僕は結局ほとんど眠ることもできなかった。意識が朦朧とする中、気づくと朝五時半頃にホテルの部屋を飛び出していた。ロビーに置いてあったテレビでは芸能ニュースの伝えている最中で、『BLUE WINGSの未来、意識不明の重体』と、幻の箱庭の中で騒いでいる。僕は混乱する頭を掻き分けて、息を切らせ無心で早朝の京都の街を走った。
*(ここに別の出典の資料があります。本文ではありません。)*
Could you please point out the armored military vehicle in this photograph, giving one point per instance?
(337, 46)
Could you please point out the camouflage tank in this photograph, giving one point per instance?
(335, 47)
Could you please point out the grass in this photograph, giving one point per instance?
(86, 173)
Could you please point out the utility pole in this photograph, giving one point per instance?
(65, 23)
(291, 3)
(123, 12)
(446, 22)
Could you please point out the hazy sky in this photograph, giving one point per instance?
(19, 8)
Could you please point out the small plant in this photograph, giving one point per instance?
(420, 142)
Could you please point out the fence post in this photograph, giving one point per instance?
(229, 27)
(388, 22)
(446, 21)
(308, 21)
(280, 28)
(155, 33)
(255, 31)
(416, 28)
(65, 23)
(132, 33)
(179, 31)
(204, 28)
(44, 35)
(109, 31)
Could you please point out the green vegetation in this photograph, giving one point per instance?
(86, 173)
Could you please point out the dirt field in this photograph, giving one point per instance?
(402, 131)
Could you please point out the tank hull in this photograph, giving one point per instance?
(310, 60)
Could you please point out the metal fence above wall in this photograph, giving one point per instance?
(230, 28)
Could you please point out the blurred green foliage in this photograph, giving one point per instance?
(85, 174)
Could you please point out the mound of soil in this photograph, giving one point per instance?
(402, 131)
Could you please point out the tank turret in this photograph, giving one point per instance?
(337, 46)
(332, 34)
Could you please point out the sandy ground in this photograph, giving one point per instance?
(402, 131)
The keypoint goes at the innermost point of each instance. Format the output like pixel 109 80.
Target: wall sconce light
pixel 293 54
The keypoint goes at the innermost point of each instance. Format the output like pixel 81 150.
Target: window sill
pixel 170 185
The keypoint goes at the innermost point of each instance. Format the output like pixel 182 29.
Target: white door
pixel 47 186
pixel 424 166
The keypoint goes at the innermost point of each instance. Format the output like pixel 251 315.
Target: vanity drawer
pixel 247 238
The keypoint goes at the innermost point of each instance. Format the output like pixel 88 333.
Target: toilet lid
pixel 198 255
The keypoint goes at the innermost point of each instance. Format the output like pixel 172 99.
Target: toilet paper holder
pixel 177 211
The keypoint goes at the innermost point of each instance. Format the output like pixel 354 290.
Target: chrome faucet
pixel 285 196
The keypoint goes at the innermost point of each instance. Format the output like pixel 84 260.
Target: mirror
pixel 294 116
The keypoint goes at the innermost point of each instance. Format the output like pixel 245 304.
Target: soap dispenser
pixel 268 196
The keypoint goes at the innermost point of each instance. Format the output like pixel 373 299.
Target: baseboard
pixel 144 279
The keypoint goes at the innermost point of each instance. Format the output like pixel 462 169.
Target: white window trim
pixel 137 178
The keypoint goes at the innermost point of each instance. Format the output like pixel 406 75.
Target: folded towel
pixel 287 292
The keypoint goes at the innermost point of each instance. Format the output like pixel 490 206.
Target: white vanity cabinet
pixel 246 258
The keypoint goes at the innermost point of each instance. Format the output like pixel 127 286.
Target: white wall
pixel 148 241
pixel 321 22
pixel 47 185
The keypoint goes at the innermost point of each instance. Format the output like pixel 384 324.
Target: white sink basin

辿り着いた岡崎公園には、先客として真奈海と糸佳の姿があった。真奈海は黙々と一人でダンスの練習をしていて、糸佳は立ったままそれを見届けている。僕は話しかけることもせず自販機でお茶を買い、近くにあったベンチに腰掛けると、僕の横に糸佳が座ったんだ。
「お兄ちゃん。……大丈夫ですか?」
朝の小さな弱々しい声。糸佳は昔から朝だろうと五月蝿いくらいにその甲高い声を強く耳に響かせてくる。だけど今朝はそれとは真逆の、僕の方が心配になってしまうくらいの声だった。
「ああ。大丈夫だ……僕は」
「そうですか……」
糸佳は僕の横には座ったものの、僕と顔を合わせようとはしなかった。お互いに一人練習を続ける真奈海を見つめ、それで会話が成立していた。僕らの前で空高く跳ねる舞姫、真奈海。恐らく僕の視線にも気づいているのだろうけど、やはり話しかけてくることはない。
「イトカは……ちょっと大丈夫じゃありません……」
「……そっか」
まるで糸佳さえも消えてしまうんじゃないかって、そんな声にも聞こえた。
「だって……」
「…………」
「なんであんなにいつも精一杯な美歌ちゃんが、こんな風に苦しまなくちゃいけないんですか?」
「……ああ」
「両親も亡くして、妹の美希さんとも別々に暮らしてて……それなのに……」
「…………」
糸佳の声を包み込むまだ日の出前の冷たい空気が、僕の身体を急激に冷やしてくる。
「なんで美歌ちゃんはいつも幸せになることが許されないんですか!?」
そして糸佳は、そんな悲鳴を吐露していたんだ。
「なぁ、糸佳……?」
「なんですかお兄ちゃん……?」
――つい一昨日、僕を『優一くん』と呼んできた強気の糸佳はどこへ行ったのだろう?
「美歌って、本当に幸せじゃなかったのかな?」
「え……?」
僕は糸佳のその悲鳴には、少し疑問を持ったんだ。漠然とした疑問で、何一つ確証はない。
だけど、美歌はそうじゃなかったんじゃないかって。美歌は確かに他の人より苦労している面が多いかもしれないけど、でもそれを乗り越えるだけの力をちゃんと持ってたんじゃないかって。僕は昨日京都タワーで美歌の話を聞きながら、それを再確認していたんだ。